Reza Pahlavi, the exiled crown prince and son of the deposed shah of Iran, is also among those urging Trump to intervene militarily. Pahlavi met with Trump’s special envoy, Steve Witkoff, on the weekend, US news site Axios reported.
“The freedom of Iran is near,” Pahlavi told Iranians in a video message on Tuesday night (Wednesday AEDT). “We are not alone. Global assistance will arrive soon as well. Wait for my next messages.”
He told his followers that “all institutions and apparatuses responsible for the regime’s false propaganda and cutting off communications are considered legitimate targets”.
Meanwhile, Vice President JD Vance rejected a Wall Street Journal report suggesting he was trying to convince Trump to pursue a diplomatic solution instead of using force, in contrast to Secretary of State Marco Rubio.
Vance’s office said he and Rubio were together presenting a suite of diplomatic and military options to the president, “without bias or favour”.
The US, which has not had diplomatic relations with Iran since 1980, and already warns Americans against travelling to the country, issued another alert on Wednesday (AEDT) saying any American citizens in Iran “should leave now”.
The State Department alert cited escalating protests which could turn violent. Trump also said citizens of US allies in Iran should get out.
In Europe, governments summoned Iranian ambassadors to account for the regime’s brutality against its own people. The German Foreign Office called the Islamic Republic’s actions “shocking” in a statement on X.
British Foreign Secretary Yvette Cooper announced the United Kingdom was preparing new sanctions targeting Iran’s finance, energy, transport and software industries.
“This latest conduct by the Iranian regime is no aberration. It is no outlier. It is all too in keeping with the fundamental nature and track record of this regime,” Cooper told the House of Commons.
“Just as they did in 2022, it is absolutely clear that the Iranian regime are trying to paint these protests as the result of foreign influence and instigation.

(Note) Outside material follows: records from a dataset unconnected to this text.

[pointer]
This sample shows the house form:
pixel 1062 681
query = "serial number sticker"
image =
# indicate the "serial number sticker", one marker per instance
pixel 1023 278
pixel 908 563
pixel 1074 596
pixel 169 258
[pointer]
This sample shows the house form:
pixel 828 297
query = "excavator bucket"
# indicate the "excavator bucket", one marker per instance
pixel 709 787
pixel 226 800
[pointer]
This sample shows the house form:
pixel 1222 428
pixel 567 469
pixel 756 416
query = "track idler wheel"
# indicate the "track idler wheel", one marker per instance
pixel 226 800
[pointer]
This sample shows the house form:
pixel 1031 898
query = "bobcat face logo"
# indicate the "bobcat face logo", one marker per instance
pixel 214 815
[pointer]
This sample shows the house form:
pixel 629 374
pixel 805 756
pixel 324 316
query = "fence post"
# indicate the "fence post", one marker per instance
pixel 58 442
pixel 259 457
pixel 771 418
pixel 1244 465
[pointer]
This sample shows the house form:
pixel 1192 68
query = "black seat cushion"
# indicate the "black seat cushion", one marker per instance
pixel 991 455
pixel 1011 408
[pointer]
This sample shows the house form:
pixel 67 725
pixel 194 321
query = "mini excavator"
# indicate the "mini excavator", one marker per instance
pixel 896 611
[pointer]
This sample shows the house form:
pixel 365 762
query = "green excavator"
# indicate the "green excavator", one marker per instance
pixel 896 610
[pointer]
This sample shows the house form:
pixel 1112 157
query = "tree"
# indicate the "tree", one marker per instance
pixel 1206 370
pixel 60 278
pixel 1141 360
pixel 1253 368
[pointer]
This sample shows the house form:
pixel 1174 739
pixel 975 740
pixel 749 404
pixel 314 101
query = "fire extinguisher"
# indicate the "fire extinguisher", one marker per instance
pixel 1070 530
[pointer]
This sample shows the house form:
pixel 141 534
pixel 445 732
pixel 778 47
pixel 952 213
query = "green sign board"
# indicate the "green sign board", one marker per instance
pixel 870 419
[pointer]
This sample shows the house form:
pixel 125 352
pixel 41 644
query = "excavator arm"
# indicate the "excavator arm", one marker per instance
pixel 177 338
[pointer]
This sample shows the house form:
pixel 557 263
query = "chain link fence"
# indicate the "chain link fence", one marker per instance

“They are using that accusation to try and whip up opposition to the protests amongst anti-Western Iranians, and to try and justify their vicious and sickening attacks on the ordinary civilians marching in the streets.”
The protests began on December 28 over the fall in value of Iran’s currency and have grown into wider demonstrations and calls for the fall of the clerical establishment.
Iran’s authorities have taken a dual approach by brutally cracking down on demonstrators while also calling protests over economic problems legitimate.